Son extremos que, como reconoce el propio sindicato, deberán ser confirmados por la investigación.
¿Hubo advertencias previas?
Otro de los puntos que CSIF reclama investigar es si la Administración conocía previamente las vulnerabilidades.
Tal y como adelantó este medio y confirma ahora el sindicato, uno de los internos implicados ya había advertido anteriormente de un fallo en el sistema de seguridad de Justicia y que incluso habría sido recompensado por su colaboración.

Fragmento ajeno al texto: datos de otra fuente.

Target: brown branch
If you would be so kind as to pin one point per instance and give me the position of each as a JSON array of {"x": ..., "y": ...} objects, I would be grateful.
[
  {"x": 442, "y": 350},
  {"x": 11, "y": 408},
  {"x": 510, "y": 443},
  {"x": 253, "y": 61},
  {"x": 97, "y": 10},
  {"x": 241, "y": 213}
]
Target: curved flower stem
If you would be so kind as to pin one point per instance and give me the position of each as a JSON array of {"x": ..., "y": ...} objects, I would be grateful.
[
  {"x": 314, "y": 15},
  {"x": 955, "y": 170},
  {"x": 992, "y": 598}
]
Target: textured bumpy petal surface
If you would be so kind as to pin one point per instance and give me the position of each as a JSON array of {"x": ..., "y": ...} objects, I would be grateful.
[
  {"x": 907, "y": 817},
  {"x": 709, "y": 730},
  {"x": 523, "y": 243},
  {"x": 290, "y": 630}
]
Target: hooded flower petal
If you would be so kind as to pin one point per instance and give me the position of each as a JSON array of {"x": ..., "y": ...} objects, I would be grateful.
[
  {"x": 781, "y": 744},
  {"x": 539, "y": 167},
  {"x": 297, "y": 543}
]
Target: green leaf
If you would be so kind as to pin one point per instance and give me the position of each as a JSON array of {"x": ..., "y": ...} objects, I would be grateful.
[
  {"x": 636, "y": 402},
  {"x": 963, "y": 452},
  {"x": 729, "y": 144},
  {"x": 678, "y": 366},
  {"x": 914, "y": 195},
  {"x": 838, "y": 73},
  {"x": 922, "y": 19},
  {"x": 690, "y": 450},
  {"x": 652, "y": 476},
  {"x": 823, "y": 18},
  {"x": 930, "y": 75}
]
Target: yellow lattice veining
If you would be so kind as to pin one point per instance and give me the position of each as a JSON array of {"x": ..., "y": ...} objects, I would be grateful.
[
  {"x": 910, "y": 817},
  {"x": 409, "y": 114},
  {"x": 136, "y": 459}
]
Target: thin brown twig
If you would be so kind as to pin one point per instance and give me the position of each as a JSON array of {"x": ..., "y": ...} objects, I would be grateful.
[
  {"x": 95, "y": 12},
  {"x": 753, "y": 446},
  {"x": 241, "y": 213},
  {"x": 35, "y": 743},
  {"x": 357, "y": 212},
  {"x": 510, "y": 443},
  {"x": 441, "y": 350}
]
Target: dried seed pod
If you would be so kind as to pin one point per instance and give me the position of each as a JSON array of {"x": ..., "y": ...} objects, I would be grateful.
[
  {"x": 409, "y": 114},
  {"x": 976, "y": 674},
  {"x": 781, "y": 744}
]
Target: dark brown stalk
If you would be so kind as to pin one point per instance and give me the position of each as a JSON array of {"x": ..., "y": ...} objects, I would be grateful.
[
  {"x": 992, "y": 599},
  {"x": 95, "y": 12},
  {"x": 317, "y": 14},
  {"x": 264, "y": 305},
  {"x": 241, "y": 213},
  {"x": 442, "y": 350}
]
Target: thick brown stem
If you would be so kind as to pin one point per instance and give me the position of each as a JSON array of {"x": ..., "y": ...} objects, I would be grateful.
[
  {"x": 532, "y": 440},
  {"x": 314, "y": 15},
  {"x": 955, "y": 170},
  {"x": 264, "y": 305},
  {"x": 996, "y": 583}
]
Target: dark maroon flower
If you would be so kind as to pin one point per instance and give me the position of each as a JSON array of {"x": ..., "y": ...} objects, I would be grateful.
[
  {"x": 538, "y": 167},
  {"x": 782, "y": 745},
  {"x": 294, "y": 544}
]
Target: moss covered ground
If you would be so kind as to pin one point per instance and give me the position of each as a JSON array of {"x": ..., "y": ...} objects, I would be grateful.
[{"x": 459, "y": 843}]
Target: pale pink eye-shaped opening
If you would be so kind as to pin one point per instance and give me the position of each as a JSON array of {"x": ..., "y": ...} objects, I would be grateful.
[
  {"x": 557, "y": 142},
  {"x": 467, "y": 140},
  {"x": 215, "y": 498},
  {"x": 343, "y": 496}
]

Un pasillo en la prisión de Puig de Les Basses
Y no solo eso. Y es que ya durante la puesta en marcha del proyecto En Viu Digital —para digitalizar los centros penitenciarios—, un trabajador que participaba en su implementación habría elaborado un informe advirtiendo de problemas de seguridad del sistema.
Precisamente por ello, el sindicato quiere determinar no solo quién conocía la vulnerabilidad y desde cuándo, sino qué hicieron la Administración y sus proveedores tecnológicos para comprobarla y corregirla.
Un precedente durante el 'procés'
No es la primera vez, sin embargo, que los trabajos de T-Systems para la Generalitat quedan bajo el foco.
En marzo de 2019, la multinacional tuvo que salir públicamente al paso de las informaciones surgidas a raíz de un informe de la Guardia Civil sobre el procés, que investigaba la contratación de una tecnológica alemana para desarrollar soportes informáticos vinculados al proyecto independentista.
Entonces, T-Systems negó tajantemente haber cometido irregularidad alguna y defendió que todos sus servicios para la Administración catalana respondían a contratos públicos adjudicados mediante concurso, con transparencia y conforme a la legislación vigente.
La compañía aseguró, además, que colaboraría con las autoridades administrativas y judiciales para acreditar el correcto cumplimiento de sus contratos con la Generalitat.